Snipelisky David, Shipman Justin, Olson Nicole, Pellikka Patricia, Aqel Bashar, McCully Robert, Watt Kymberly
1 Department of Cardiovascular Diseases, Mayo Clinic, Rochester, MN, USA.
2 Department of Cardiovascular Diseases, Mayo Clinic, Scottsdale, AZ, USA.
Prog Transplant. 2018 Dec;28(4):361-367. doi: 10.1177/1526924818800048. Epub 2018 Sep 16.
Dobutamine stress echocardiography (DSE) is frequently used to screen for obstructive coronary artery disease in the pre-liver transplant evaluation. Although atropine is a commonly used adjunctive medication, no study has evaluated its side effect profile in patients with end-stage liver disease (ESLD).
What is the safety of atropine in candidates undergoing pre-liver transplant evaluation when atropine is used in stress testing?

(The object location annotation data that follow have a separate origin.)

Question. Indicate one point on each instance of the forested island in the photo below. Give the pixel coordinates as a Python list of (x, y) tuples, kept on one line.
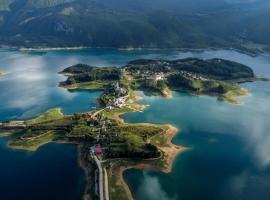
[(214, 77), (109, 145), (2, 74)]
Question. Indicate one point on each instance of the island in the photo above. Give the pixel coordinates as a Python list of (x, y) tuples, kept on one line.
[(2, 74), (107, 144)]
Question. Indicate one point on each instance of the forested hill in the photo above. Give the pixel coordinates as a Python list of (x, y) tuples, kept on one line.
[(134, 23)]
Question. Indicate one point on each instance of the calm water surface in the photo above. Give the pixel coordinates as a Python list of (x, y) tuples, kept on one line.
[(230, 153)]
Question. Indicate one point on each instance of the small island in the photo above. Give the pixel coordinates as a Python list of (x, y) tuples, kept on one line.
[(2, 74), (107, 144)]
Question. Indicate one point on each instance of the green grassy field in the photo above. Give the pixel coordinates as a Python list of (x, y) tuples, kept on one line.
[(53, 114), (2, 74), (33, 145), (93, 85)]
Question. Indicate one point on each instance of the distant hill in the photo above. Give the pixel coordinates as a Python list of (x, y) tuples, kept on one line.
[(133, 23)]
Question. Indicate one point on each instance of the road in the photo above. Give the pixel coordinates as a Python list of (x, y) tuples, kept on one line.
[(100, 179)]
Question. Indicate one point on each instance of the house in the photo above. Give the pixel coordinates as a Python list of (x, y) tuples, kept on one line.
[(98, 150), (157, 77)]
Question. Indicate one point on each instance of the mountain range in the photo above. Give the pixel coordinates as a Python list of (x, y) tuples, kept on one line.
[(135, 23)]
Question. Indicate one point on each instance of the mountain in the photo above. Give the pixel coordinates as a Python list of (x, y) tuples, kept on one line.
[(134, 23)]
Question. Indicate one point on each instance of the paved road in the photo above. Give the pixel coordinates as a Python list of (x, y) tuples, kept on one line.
[(100, 181), (107, 196)]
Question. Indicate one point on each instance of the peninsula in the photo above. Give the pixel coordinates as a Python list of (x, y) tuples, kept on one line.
[(2, 74), (107, 144)]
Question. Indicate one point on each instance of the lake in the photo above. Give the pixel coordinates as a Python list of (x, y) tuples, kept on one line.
[(230, 145)]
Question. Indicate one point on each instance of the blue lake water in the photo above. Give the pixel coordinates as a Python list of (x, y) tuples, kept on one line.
[(230, 155)]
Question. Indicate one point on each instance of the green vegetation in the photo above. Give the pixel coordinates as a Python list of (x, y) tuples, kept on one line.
[(34, 143), (2, 74), (83, 74), (51, 115)]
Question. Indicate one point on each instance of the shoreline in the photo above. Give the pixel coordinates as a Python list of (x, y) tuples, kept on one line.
[(170, 153), (250, 52)]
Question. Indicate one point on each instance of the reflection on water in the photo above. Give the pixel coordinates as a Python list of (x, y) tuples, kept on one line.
[(230, 158)]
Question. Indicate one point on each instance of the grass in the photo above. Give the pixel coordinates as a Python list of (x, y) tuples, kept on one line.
[(53, 114), (93, 85), (116, 190), (2, 74), (232, 95), (33, 145)]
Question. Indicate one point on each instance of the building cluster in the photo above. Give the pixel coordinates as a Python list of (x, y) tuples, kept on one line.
[(157, 76), (193, 76)]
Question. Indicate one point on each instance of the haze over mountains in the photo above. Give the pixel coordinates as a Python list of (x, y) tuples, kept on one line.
[(135, 23)]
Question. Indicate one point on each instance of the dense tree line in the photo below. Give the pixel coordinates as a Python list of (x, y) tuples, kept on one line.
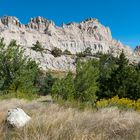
[(94, 79), (99, 79)]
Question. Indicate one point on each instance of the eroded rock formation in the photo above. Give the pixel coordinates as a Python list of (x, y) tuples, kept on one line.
[(75, 37)]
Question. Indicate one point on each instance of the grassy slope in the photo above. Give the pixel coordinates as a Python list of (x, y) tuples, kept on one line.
[(52, 122)]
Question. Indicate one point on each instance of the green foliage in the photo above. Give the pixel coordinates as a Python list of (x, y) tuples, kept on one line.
[(87, 51), (122, 103), (17, 73), (82, 87), (86, 84), (56, 52), (64, 88), (45, 83), (37, 47), (118, 77)]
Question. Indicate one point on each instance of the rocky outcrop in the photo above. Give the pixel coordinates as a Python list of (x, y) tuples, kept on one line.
[(74, 37), (137, 50), (17, 118)]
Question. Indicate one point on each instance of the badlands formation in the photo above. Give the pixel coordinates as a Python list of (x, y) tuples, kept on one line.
[(74, 37)]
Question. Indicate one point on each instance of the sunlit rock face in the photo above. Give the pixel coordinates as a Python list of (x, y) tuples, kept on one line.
[(17, 118), (75, 37)]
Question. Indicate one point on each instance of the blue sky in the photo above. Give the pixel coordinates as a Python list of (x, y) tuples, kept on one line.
[(122, 16)]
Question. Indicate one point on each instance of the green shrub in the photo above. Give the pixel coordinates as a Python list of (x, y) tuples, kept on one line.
[(122, 103), (56, 52), (64, 88), (17, 72), (87, 51), (85, 82), (45, 83)]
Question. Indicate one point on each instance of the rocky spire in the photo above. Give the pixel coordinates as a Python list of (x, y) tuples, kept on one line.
[(39, 23), (137, 50), (9, 21)]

This multicenter, prospective study enrolled patients over a 6-month period undergoing pre-liver transplant evaluation. Each patient completed a questionnaire assessing anticholinergic-related symptoms within 24 hours of testing and 48 hours following. Comparisons were made among patients receiving any atropine dose versus those who did not and among patients receiving at least 1 mg atropine and those receiving less/none.
Forty patients were evaluated, and 32 (80%) had adjunctive atropine administered. No differences in clinical characteristics were noted. In comparisons among patients receiving any dose of atropine with those who did not, questionnaire results indicated a higher rate of nausea prior to testing and higher overall symptom severity following testing in patients not receiving atropine. In comparisons among patients receiving less than 1 mg atropine with those receiving at least 1 mg atropine, no difference in pre- or posttesting questionnaire responses was present. No patient in the study required reversal agents or hospitalization within 7 days of testing.
Atropine, a hepatically metabolized medication, did not predispose patients with ESLD to an increased symptom burden, and clinical outcomes related to DSE were unaffected.
多巴酚丁胺负荷超声心动图(DSE)常用于肝移植术前评估中筛查阻塞性冠状动脉疾病。尽管阿托品是常用的辅助药物,但尚无研究评估其在终末期肝病(ESLD)患者中的副作用情况。
在肝移植术前评估中,当阿托品用于负荷试验时,其安全性如何?
这项多中心前瞻性研究在6个月内纳入了接受肝移植术前评估的患者。每位患者在测试后24小时内及之后48小时内完成一份评估抗胆碱能相关症状的问卷。对接受任何剂量阿托品的患者与未接受阿托品的患者,以及接受至少1毫克阿托品的患者与接受较少/未接受阿托品的患者进行了比较。
评估了40例患者,其中32例(80%)使用了辅助性阿托品。未观察到临床特征的差异。在接受任何剂量阿托品的患者与未接受阿托品的患者的比较中,问卷结果显示未接受阿托品的患者在测试前恶心发生率较高,且测试后总体症状严重程度较高。在接受少于1毫克阿托品的患者与接受至少1毫克阿托品的患者的比较中,测试前后问卷回答无差异。研究中没有患者在测试后7天内需要使用逆转剂或住院治疗。
阿托品是一种经肝脏代谢的药物,不会使ESLD患者的症状负担增加,且与DSE相关的临床结果未受影响。